Ianis: De huidige periode is sowieso moeilijk voor iedereen. Het huidige coronavirus is iets dat we helemaal niet kennen, snel is opgekomen en veel mensen doodt. Dus ik kan begrijpen dat het voor hen moeilijk is om geschikte maatregelen te vinden. Dat gezegd zijnde, vind ik veel maatregelen echt dom. Je mag niet op restaurant gaan waar je met voldoende afstand uit elkaar kan zitten, maar je mag wel tijdens het spitsuur op een overvolle bus zitten? Zulke dingen snap ik echt niet en dit maakt me boos. Wat ik vooral jammer vind, is dat ze alle schuld bij de jongeren lijken te leggen. Iedereen heeft het moeilijk, dus met de vinger wijzen naar bepaalde groepen haalt echt niks uit.

Project B: Wanneer COVID-19 eindelijk verleden tijd is en alle maatregelen verdwenen zijn, denk je dan dat deze crisis positieve of negatieve uitkomsten zal hebben?

Ianis: Op economisch vlak zal er sowieso verlies zijn, ik vrees zelfs dat er een enorme crisis aankomt. Wat kunst betreft denk ik niet dat er noodzakelijk een positief of negatief effect te merken zal zijn. Wanneer we kijken naar de Tweede Wereldoorlog, dan zien we ook dat kunst enorm belangrijk was. Er waren andere invloeden en emoties die allemaal gereflecteerd werden in de kunst. Een verandering treedt dus op, maar deze is niet per se positief of negatief. Dat zal bij deze crisis ook zo zijn denk ik.
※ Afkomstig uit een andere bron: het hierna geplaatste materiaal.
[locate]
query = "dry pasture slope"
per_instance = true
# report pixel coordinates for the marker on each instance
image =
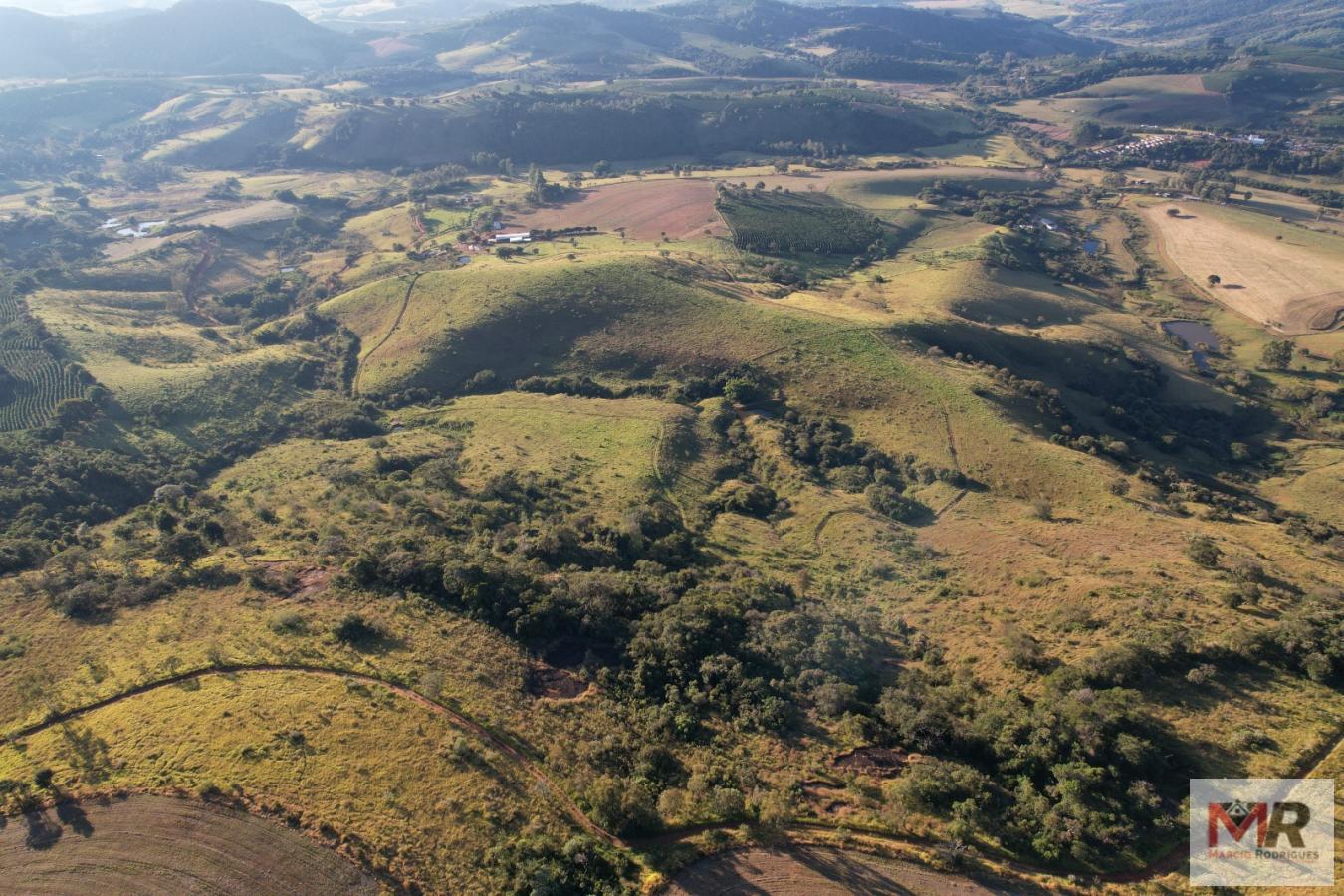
(149, 845)
(1294, 284)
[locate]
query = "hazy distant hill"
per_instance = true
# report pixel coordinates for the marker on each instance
(756, 38)
(1310, 22)
(194, 37)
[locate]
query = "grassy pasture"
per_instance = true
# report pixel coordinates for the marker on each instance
(1136, 100)
(1273, 273)
(886, 191)
(100, 844)
(997, 150)
(525, 319)
(352, 758)
(607, 450)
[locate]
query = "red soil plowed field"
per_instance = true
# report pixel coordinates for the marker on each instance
(645, 208)
(149, 845)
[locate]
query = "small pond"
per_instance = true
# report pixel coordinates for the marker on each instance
(1194, 334)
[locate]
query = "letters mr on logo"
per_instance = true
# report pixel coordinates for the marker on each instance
(1292, 818)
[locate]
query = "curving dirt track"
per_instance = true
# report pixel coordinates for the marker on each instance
(471, 726)
(814, 871)
(158, 845)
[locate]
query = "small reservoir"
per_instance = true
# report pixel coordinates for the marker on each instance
(1193, 335)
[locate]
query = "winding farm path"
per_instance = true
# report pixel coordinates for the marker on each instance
(1304, 768)
(468, 724)
(400, 314)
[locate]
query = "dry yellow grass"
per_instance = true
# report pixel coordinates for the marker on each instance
(1279, 276)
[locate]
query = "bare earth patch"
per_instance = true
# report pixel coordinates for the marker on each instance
(647, 210)
(163, 845)
(813, 871)
(554, 684)
(882, 762)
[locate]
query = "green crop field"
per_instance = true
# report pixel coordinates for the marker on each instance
(786, 225)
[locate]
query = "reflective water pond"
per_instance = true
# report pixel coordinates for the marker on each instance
(1194, 334)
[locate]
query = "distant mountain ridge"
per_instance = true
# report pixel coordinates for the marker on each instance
(194, 37)
(1317, 23)
(755, 38)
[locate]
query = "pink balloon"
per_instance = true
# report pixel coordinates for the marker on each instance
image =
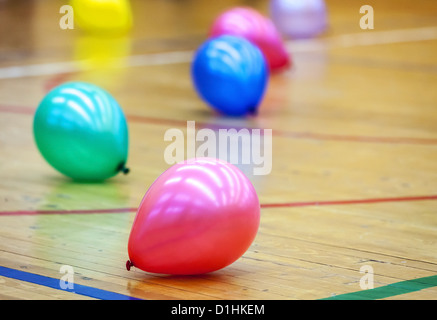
(199, 216)
(260, 30)
(299, 18)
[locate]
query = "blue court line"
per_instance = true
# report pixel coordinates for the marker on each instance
(54, 283)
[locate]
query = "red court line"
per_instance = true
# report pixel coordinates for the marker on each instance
(346, 202)
(263, 206)
(295, 135)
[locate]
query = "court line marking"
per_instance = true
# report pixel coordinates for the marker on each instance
(368, 38)
(275, 132)
(390, 290)
(263, 206)
(54, 284)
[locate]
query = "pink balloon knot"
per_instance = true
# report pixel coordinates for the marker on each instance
(129, 264)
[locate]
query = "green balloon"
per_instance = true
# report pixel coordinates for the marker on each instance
(82, 132)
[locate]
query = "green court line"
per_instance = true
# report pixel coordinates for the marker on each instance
(390, 290)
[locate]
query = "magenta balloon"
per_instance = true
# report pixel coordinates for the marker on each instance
(199, 216)
(258, 29)
(299, 18)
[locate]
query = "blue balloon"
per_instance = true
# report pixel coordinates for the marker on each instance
(230, 74)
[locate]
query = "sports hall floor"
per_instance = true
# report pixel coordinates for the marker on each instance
(354, 176)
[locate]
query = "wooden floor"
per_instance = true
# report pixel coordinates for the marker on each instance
(354, 177)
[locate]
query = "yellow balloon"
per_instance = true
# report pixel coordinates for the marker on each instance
(106, 17)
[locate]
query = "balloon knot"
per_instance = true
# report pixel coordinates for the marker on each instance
(122, 168)
(129, 264)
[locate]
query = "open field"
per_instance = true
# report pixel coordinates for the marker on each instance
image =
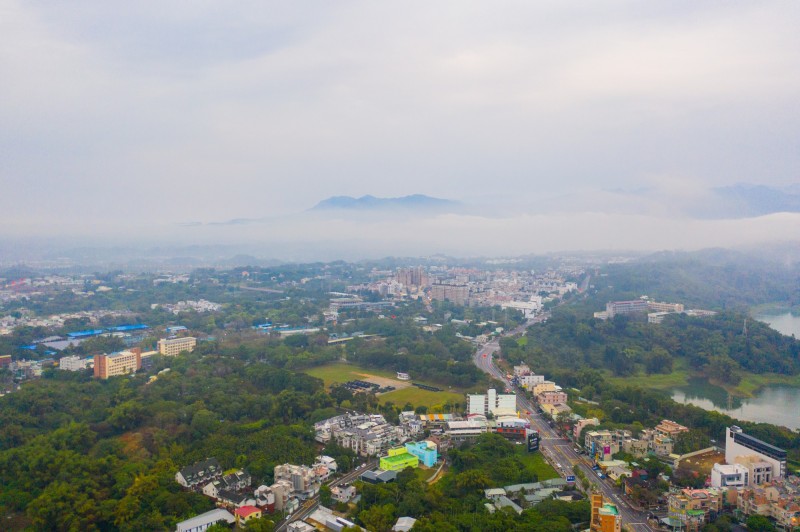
(535, 463)
(419, 397)
(678, 377)
(340, 372)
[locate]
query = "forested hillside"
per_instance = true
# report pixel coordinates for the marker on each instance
(627, 344)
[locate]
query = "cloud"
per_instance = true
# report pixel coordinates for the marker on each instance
(129, 118)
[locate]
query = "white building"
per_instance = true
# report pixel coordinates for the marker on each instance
(492, 403)
(738, 444)
(74, 363)
(729, 476)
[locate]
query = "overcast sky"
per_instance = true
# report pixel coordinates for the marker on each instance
(135, 114)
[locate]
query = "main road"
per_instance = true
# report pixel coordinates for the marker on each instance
(557, 450)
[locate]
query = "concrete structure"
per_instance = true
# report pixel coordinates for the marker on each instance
(367, 435)
(551, 398)
(737, 444)
(170, 347)
(614, 308)
(398, 459)
(492, 403)
(204, 521)
(460, 431)
(425, 451)
(245, 514)
(605, 516)
(457, 293)
(73, 363)
(670, 428)
(729, 476)
(122, 363)
(199, 474)
(690, 508)
(303, 480)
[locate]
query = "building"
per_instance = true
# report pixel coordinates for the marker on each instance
(398, 459)
(204, 521)
(122, 363)
(457, 293)
(461, 431)
(551, 398)
(521, 370)
(424, 450)
(670, 428)
(73, 363)
(690, 508)
(605, 516)
(246, 513)
(737, 444)
(199, 474)
(492, 403)
(366, 434)
(729, 476)
(170, 347)
(614, 308)
(303, 480)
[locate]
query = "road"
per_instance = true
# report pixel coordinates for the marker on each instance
(558, 451)
(310, 506)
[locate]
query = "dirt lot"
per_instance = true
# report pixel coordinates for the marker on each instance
(384, 381)
(703, 463)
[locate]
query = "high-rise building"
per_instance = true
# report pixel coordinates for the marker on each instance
(122, 363)
(172, 346)
(738, 444)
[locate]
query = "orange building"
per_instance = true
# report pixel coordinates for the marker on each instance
(122, 363)
(605, 516)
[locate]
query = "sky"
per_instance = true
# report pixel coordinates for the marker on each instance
(590, 120)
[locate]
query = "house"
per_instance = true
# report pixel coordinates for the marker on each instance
(343, 493)
(199, 474)
(203, 521)
(233, 482)
(246, 513)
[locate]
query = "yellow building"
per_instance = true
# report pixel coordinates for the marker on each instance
(605, 516)
(121, 363)
(172, 346)
(398, 459)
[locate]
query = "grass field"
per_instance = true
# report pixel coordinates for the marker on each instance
(341, 373)
(535, 463)
(419, 397)
(678, 377)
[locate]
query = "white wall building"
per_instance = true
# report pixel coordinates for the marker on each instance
(738, 444)
(492, 403)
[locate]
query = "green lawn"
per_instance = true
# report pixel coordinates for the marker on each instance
(341, 372)
(678, 377)
(419, 397)
(535, 463)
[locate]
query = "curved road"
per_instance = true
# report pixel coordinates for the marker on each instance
(558, 451)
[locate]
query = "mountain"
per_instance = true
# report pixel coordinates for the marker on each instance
(415, 202)
(744, 200)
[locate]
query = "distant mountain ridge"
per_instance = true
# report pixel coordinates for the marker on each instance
(371, 203)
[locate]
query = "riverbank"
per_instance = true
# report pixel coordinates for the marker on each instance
(748, 387)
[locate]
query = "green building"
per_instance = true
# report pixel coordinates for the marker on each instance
(398, 459)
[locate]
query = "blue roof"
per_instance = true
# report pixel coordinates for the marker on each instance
(83, 334)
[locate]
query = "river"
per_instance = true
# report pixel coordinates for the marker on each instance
(786, 323)
(776, 404)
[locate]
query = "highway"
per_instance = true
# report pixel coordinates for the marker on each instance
(558, 451)
(310, 506)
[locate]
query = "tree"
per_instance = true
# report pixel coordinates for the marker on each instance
(760, 523)
(325, 497)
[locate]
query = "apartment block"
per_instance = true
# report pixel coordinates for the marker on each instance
(172, 346)
(122, 363)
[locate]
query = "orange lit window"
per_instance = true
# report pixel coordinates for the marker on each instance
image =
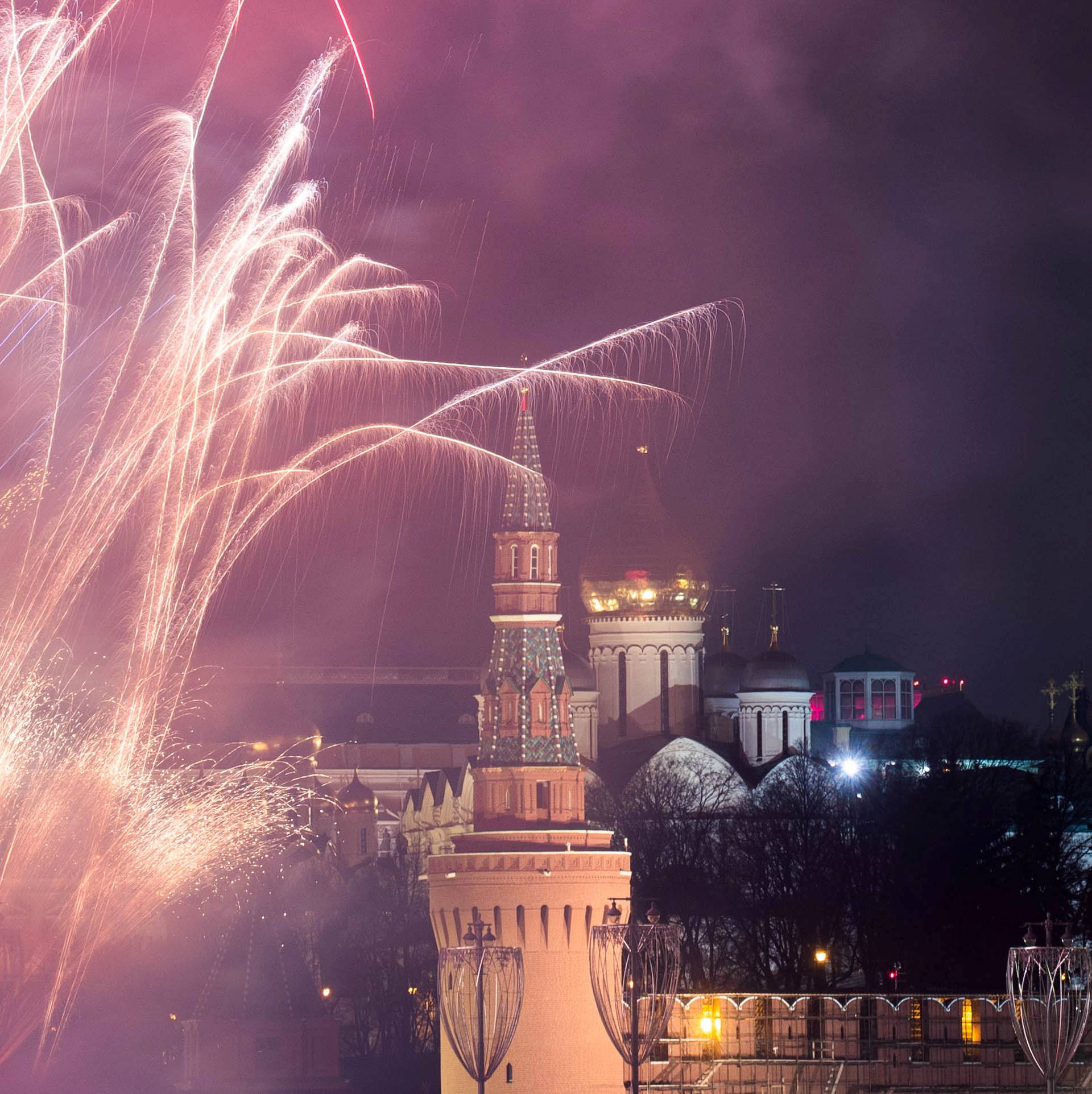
(971, 1032)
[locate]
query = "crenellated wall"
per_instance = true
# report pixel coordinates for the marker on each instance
(545, 902)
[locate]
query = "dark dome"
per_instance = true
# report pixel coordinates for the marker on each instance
(356, 795)
(868, 662)
(579, 671)
(723, 671)
(775, 671)
(1075, 737)
(640, 561)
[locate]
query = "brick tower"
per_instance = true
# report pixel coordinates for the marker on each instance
(532, 868)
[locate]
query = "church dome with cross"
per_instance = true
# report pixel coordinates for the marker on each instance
(640, 561)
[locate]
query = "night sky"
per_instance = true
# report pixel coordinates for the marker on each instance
(897, 193)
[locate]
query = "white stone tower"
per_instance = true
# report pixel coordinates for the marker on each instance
(646, 589)
(531, 867)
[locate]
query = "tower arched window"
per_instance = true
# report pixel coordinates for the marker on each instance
(623, 710)
(664, 695)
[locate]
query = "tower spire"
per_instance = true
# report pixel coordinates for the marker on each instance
(774, 627)
(527, 502)
(527, 726)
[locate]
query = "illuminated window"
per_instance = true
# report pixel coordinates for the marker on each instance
(851, 701)
(883, 699)
(971, 1032)
(664, 705)
(917, 1032)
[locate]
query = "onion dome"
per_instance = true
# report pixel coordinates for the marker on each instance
(643, 562)
(722, 673)
(580, 672)
(356, 795)
(775, 671)
(1075, 736)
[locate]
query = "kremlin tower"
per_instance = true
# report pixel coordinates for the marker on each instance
(532, 868)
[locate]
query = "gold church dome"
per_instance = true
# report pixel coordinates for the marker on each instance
(356, 795)
(642, 562)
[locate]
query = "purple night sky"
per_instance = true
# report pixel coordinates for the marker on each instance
(897, 193)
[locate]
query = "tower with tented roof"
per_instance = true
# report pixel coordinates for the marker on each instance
(532, 868)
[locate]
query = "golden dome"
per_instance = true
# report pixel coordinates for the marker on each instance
(356, 795)
(643, 562)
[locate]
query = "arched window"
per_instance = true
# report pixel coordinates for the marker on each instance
(851, 701)
(883, 699)
(623, 712)
(664, 705)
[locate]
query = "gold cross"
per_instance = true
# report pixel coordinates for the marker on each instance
(1052, 691)
(1074, 683)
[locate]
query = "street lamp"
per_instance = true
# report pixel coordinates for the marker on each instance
(479, 987)
(1049, 998)
(635, 976)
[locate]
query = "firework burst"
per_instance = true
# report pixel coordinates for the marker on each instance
(149, 364)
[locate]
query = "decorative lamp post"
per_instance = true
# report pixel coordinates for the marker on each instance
(1049, 996)
(635, 975)
(481, 993)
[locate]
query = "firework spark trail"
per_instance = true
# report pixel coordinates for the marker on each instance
(152, 484)
(356, 53)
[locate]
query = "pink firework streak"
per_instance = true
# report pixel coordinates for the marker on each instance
(356, 53)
Project B: Laten we ter afsluiting kijken naar je eigen toekomst. Heb je een grote droom die je nog zou willen bereiken?

Ianis: Goh, zou ik echt mogen dromen dan wil ik later gekend staan als de fotograaf van het volk. Iemand die de strijd in beeld bracht die dagelijks door veel mensen wordt gevoerd, maar waar niet genoeg over gesproken wordt. Ik wil gewoon een stem kunnen bieden via mijn fotografie. Persoonlijke roem doet me weinig. Dat mijn foto’s beroemd zouden worden, met veel plezier. Maar interviews doen hoeft voor mij niet. Er is mijn werk en dat zegt genoeg over mezelf.